Chocolate-Covered Cherry
March 29, 2020
One of my many jobs, back before my way of earning a living was known as the “gig economy,” was as a kind of junior, okay, very junior, honestly just-barely-adequate assistant carpenter. I do know the right way to swing a hammer, and people notice that. That is one of the many useful things Daddy taught me, that, and to change the oil in your car every 3,000 miles. And to lay your tools down on the tarp in the exactly the same place every time so you don’t waste time looking for them.
I got the job through my girlfriend Missy, who actually became a for-real and very excellent carpenter. The head dude picked us up somewhere, Monroe Drive rings a bell, I don’t know, and we rode in the back of the truck to the worksite, drinking 7-11 coffee out of Styrofoam cups and listening to the guys bullshit. This was a period of time when I was often working out living situations and jobs on the fly, like theatre folk have always done.
The foreman guy got a little crush or something on me and gave me a box of chocolate-covered cherries for my birthday. Chocolate covered cherries weren’t a real favorite of mine, but I was happy enough to have them, although the gift was a little awkward. At the time, I was rehearsing for an original musical by Eddie Lee at Southern Theatre Conspiracy, “The Gospel of Mary,” which was loosely based on the Gnostic gospels.

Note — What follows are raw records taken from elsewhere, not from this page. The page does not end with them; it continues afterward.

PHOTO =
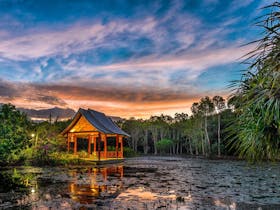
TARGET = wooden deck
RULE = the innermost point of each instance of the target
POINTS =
(103, 161)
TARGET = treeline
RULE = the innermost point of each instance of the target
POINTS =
(202, 133)
(25, 142)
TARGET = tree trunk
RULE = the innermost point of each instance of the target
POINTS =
(208, 150)
(181, 148)
(219, 135)
(146, 148)
(190, 146)
(196, 149)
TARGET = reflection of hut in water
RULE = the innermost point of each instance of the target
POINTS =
(97, 186)
(96, 133)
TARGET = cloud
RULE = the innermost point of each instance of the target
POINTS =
(27, 94)
(120, 101)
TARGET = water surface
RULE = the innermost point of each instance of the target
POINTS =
(144, 183)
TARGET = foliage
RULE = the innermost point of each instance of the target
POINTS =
(14, 132)
(164, 145)
(258, 96)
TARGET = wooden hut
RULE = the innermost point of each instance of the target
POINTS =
(94, 129)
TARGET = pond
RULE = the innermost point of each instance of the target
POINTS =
(144, 183)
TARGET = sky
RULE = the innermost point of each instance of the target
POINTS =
(125, 58)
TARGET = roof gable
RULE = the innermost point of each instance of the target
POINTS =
(96, 121)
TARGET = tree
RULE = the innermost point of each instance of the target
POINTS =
(219, 104)
(14, 132)
(206, 107)
(258, 95)
(164, 145)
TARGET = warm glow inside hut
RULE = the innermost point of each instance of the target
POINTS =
(95, 133)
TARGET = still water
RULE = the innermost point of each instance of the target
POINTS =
(144, 183)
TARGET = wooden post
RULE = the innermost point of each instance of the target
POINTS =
(121, 141)
(75, 145)
(99, 146)
(94, 148)
(105, 146)
(68, 142)
(117, 146)
(89, 145)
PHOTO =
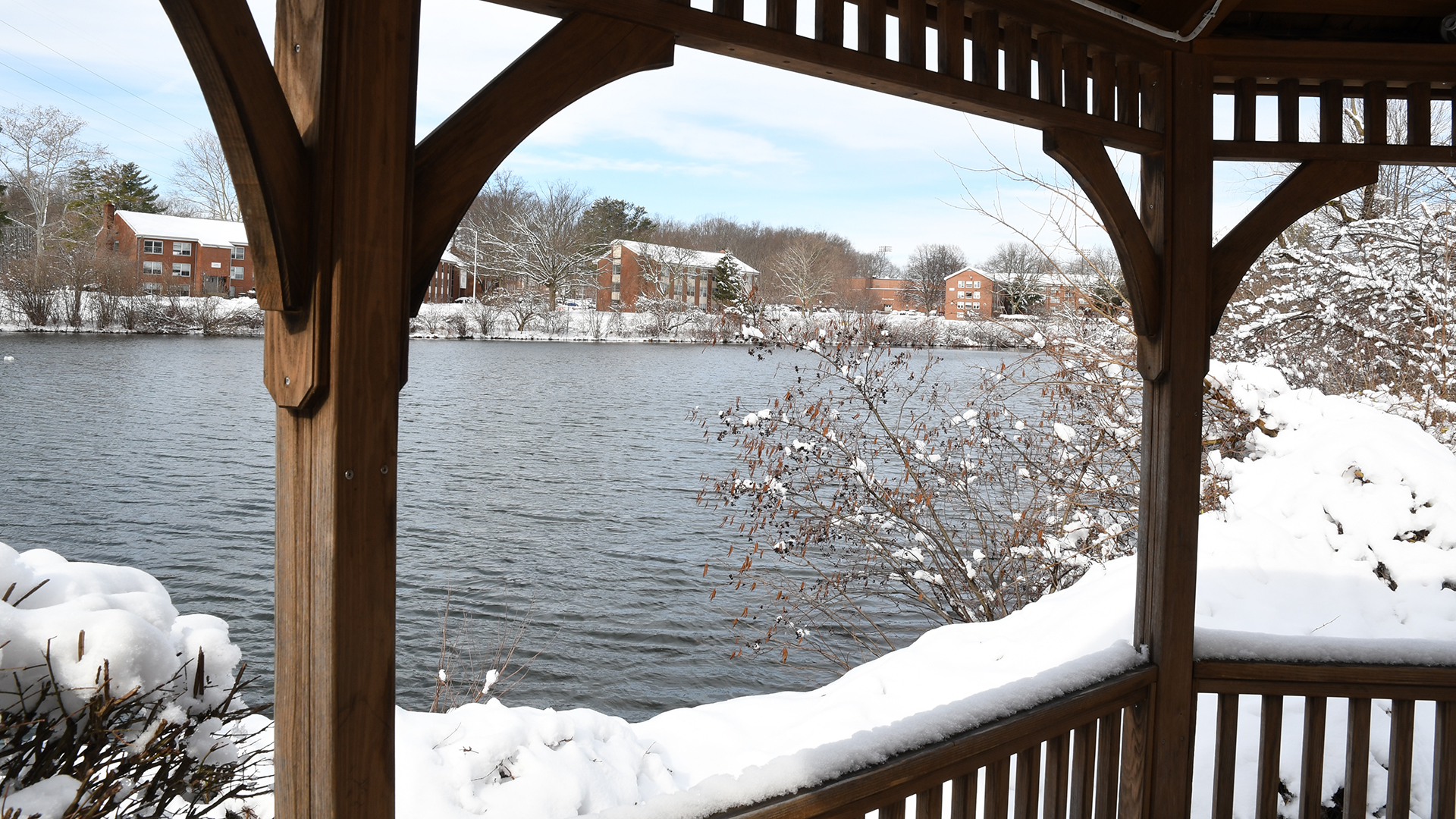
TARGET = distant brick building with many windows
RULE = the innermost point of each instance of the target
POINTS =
(637, 270)
(178, 256)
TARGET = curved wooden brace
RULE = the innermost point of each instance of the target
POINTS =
(1087, 161)
(1310, 186)
(271, 169)
(579, 55)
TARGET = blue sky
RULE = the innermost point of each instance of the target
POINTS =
(708, 136)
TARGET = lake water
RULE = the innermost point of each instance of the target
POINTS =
(533, 477)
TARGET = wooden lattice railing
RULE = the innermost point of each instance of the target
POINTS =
(1072, 757)
(1401, 686)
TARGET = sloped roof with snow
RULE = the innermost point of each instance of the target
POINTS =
(212, 232)
(682, 256)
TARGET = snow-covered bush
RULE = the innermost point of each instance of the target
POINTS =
(112, 704)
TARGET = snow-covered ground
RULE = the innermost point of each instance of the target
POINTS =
(1337, 542)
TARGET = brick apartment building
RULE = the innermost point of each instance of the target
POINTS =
(632, 270)
(178, 256)
(971, 295)
(452, 281)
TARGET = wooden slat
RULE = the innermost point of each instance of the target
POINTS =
(919, 770)
(1331, 111)
(1398, 773)
(963, 796)
(912, 33)
(928, 803)
(1375, 114)
(1133, 779)
(1018, 57)
(1075, 89)
(1109, 764)
(1028, 774)
(731, 9)
(1312, 763)
(873, 27)
(1225, 755)
(1289, 111)
(1245, 110)
(1443, 783)
(949, 52)
(1055, 781)
(1305, 152)
(1128, 93)
(1084, 771)
(1357, 758)
(1272, 723)
(998, 790)
(1104, 85)
(1419, 114)
(1049, 67)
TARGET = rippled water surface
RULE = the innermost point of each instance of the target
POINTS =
(552, 479)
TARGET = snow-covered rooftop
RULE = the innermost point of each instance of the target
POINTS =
(212, 232)
(682, 256)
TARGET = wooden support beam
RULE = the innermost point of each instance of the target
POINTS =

On this particular day, my birthday, Missy was giving me a ride to rehearsal in my trusty 1976 Datsun B210, and it was rush hour. We were on North Highland headed toward Little Five Points very near the intersection of Virginia, and I pulled out that box of chocolate-covered cherries and popped one in, and very strange thing happened to me. I couldn’t speak or breathe in or out. I did not know the universal sign for choking. But I knew I needed to do something and right that minute. We were stopped (it was Atlanta in rush hour) and I jumped out of the car right there on North Highland and did the only thing I could think to do which was throw myself against the side of the car in an attempt to give myself the Heimlich maneuver. Cars started honking. The self-inflicted Heimlich on the hood of the car did nothing. Missy got out of the driver’s seat and it was pretty clear what was going on now, and she gave me the real Heimlich and that cherry flew out of my mouth in an arc probably eight feet into traffic. Missy and I looked at each other, cars were really honking, and all of a sudden it seemed so funny. I got to rehearsal on time.
I am truly grateful that I did not choke to death on my birthday on a chocolate-covered cherry, a candy I didn’t even care for, in the middle of Atlanta rush hour traffic. I am grateful that Missy delivered the Heimlich in time and I didn’t lose any brain cells. I have been wary of chocolate-covered cherries ever since.